Mark grimaced. "Ah, well. . . You know the garage I work at doesn't pay a lot, and with rent and bills and food and clothes. . . Well, I kind of couldn't pay the insurance. And I didn't want to fall into that trap again."
As Flip pulled away from the curb into traffic, he did so with loud, hearty laughter.
THE NEXT DAY. . .
Mark continued walking down the track and Brad Bessom let him go, turning to go back to the truck. Mark hadn't even realized the man was no longer trailing behind. He walked another ten yards before the finality of Bessom's words really hit him. Flip. Dead. Dead. He looked around the nearly empty stands, knowing they would be full tomorrow with screaming fans, cheering on their favorite drivers.

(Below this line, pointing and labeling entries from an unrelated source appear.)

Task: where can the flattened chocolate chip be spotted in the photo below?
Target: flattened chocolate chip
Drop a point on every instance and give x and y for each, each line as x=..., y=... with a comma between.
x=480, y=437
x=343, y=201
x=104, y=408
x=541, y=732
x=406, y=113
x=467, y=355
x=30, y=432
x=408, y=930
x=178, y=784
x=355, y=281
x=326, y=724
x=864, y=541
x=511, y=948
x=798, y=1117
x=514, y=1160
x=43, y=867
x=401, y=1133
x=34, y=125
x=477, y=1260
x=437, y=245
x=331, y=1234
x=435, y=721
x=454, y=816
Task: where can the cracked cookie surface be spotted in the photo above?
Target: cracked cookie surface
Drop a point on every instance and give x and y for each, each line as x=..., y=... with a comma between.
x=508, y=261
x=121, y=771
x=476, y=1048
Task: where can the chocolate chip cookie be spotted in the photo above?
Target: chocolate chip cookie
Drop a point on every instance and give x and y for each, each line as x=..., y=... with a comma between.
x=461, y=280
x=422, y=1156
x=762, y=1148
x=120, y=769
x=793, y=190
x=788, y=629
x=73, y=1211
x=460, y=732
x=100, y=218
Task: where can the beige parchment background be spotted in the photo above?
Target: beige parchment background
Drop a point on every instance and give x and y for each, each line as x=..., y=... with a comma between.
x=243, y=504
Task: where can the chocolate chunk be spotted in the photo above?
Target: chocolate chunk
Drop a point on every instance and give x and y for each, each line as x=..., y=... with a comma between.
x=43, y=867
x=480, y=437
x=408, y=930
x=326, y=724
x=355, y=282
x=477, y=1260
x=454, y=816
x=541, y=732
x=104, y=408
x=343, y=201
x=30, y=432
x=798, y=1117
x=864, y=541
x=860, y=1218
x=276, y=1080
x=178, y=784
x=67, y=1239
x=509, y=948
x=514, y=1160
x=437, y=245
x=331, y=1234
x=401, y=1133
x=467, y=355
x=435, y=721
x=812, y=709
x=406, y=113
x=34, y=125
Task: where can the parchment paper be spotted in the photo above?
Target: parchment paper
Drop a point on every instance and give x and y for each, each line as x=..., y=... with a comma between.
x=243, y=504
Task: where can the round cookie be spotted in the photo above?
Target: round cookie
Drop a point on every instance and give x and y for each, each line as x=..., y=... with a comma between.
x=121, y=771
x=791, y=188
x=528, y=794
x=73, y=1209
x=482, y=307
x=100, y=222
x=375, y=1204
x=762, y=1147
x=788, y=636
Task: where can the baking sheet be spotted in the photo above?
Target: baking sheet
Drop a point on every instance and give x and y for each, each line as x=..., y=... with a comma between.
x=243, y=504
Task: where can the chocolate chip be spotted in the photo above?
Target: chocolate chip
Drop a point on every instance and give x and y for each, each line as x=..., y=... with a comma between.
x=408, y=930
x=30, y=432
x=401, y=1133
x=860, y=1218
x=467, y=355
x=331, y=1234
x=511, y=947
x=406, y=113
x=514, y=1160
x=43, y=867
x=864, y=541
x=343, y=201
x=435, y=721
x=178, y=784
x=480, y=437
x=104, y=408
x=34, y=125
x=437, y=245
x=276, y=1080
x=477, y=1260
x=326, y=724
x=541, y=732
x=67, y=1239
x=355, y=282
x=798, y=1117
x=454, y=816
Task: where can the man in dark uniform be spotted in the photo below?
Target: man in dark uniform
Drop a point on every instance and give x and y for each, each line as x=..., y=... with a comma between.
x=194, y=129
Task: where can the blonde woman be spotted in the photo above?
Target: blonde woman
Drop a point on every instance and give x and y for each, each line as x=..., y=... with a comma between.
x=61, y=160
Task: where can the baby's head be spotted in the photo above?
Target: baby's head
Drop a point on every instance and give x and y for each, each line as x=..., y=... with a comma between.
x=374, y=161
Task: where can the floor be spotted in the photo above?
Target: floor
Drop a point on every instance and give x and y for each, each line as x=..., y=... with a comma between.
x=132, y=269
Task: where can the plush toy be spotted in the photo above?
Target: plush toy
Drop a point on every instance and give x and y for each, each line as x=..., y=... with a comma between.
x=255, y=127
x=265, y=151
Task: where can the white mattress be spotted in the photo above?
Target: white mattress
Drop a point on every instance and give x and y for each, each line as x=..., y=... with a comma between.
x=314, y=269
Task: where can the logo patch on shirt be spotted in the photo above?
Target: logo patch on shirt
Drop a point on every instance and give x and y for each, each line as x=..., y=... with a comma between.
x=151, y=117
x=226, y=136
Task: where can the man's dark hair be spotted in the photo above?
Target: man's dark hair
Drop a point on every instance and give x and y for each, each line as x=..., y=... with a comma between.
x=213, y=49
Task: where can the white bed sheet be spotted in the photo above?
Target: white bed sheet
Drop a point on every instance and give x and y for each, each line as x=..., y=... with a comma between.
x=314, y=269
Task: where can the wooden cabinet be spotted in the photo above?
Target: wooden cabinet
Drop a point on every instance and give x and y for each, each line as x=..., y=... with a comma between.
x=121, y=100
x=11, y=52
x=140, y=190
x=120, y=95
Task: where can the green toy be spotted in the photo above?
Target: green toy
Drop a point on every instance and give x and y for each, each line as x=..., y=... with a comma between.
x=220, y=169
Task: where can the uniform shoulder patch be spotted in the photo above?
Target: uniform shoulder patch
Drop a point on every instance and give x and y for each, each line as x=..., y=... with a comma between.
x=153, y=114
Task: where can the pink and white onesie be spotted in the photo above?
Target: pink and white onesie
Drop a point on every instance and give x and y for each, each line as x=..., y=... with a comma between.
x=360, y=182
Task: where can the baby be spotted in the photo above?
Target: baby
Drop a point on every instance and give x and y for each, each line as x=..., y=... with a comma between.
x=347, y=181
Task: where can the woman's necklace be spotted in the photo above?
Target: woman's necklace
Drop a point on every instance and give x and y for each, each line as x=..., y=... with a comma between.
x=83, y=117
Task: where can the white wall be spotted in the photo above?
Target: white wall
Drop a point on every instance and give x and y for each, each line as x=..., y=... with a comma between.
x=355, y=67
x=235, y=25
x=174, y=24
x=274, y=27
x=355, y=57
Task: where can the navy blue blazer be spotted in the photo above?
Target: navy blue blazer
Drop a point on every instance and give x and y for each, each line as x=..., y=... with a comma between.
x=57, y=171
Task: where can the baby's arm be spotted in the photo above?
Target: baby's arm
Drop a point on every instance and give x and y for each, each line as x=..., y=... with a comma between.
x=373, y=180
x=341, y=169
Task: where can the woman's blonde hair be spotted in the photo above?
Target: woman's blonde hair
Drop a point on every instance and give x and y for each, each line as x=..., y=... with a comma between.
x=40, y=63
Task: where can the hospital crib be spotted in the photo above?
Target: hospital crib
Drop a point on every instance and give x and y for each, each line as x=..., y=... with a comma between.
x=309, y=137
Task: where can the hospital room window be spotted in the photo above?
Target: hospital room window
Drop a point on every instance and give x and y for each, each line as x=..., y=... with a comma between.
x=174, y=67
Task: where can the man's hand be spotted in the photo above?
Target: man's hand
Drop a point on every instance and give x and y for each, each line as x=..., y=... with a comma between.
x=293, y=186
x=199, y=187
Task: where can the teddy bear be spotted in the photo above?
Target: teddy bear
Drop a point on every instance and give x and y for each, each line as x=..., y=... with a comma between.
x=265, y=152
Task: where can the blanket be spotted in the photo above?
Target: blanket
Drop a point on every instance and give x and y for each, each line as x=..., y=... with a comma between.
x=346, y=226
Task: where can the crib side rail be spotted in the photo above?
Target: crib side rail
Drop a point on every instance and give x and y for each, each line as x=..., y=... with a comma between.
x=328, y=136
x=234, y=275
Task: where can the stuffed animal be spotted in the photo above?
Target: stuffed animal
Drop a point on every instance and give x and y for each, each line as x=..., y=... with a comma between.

It would be loud, hot, and exciting.
And for maybe the first time in his life, he wanted nothing to do with it.
Mark doubled over, suddenly unable to breathe. He gasped sharply, choking back a sob, and sank to his knees on the warm pavement.
"Oh, Flip. . ."
It was even hard to stay on his knees – the shock and grief had sapped him of his energy, leaving him feeling like a rag doll. He was soon sitting, with his knees pulled up and his arms crossed around them. He gripped his hands together around his knees, and felt the shape of Flip's watch, tucked under the wrist cuff of his racing jumpsuit.
The watch that Flip didn't need anymore.
Mark started to slowly rock back and forth, lowering his head as the tears began to fall.